The second approach is more to my liking: Before the game even starts, establish with your players that Alignment is not something chosen beforehand, but develops throughout the course of the game as a result of their actions. Someone might claim to be good, and talk like a ‘good’ character - but do their actions bear that out? Do they ‘walk the walk?’
The Cleric may declare to be a follower of Bahamut, but do the decisions they make keep in line with the precepts of the order? If so, his powers should work (provided the rolling allows for it); if not, any faith-based skill checks might turn out to be harder than they thought they’d be. Maybe one (or all) of their prayers ceases to work at all. Of most interest, will the player figure out why this is happening to them - assuming you didn’t just up and tell them why.
What about the Warlock who willingly makes pacts with devils and demons, but ends up saving the kingdom from the powers of darkness? How might the source of his power be affected by acts of sacrifice and altruism? He might need to do some fast talking with his dark patrons to stay in their good*** graces.
What I like about this approach is that the players are a moral blank slate when the game starts. They are not tied down by a bunch of made-up backstory that often has little-to-nothing to do with the game and everyone is allowed to experience a path of self-discovery as both individuals and as a group.
What if …?
A potential obstacle to the “no Alignment ‘till you earn it”**** approach involves the PC’s finding themselves in a situation that requires them to be clearly identified as being good or evil. This will likely not be an issue later in the game, but if the party has just started out, it is quite likely that they have not done anything to push themselves in either direction along the moral spectrum.

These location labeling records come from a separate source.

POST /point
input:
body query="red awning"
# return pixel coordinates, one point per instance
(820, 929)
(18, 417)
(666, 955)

If such a case arises, I would have no problem telling the PC’s (via NPC’s, mystical means, etc.) that they need to prove themselves to continue.
Boom, side quest.
It then falls to the PC’s to decide for themselves if the effort needed to become good or evil is really worth it. Canny***** players may prevail with reasoning that their desire to complete the quest is itself proof of their Alignment.

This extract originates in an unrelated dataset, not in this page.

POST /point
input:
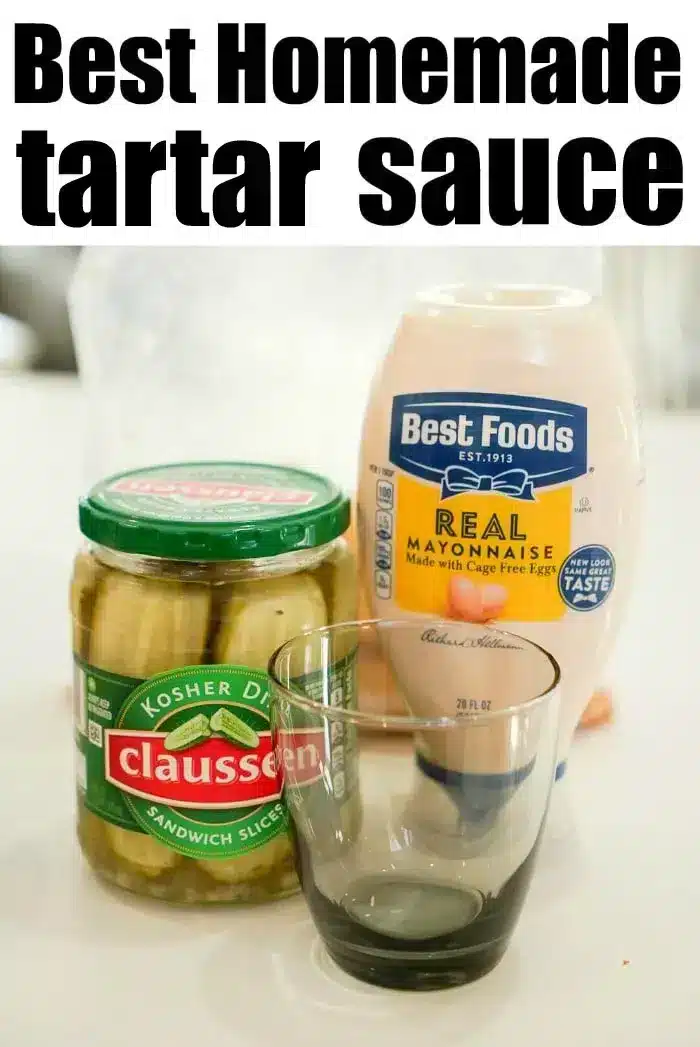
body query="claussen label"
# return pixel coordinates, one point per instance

Granted, if you like to run your campaign on rails, this might be more frustrating than not, and you should feel free to dispense with it.
A PC is not ‘good’ or ‘evil’ simply because they declare themselves as such; a PC is ‘good’ or ‘evil’ because that is how they act over the course of the campaign.

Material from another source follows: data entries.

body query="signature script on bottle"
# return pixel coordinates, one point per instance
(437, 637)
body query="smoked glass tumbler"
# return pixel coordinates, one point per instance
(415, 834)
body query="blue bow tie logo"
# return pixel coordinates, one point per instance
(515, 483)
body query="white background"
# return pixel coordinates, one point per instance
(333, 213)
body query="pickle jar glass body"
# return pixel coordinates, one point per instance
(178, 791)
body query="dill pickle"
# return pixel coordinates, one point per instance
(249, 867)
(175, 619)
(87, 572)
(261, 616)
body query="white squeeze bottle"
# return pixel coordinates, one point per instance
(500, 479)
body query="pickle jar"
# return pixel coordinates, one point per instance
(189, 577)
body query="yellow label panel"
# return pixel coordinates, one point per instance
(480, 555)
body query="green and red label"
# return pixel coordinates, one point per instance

It can be quite exciting (and perversely exhilarating) to discover that the PC who thought he was a paragon of virtue actually turned out to be a greedy opportunist and fame whore - not because they had to act like that due to their predetermined Alignment, but because they chose to act that way.
* page 43 or 44, depending on which one you’re looking at.
** Especially if, like me, you enjoy throwing them into morally grey conundrums
**** I really need a better name for it.
***** Or extremely lucky, depending on how their Diplomacy/Bluff check rolls out.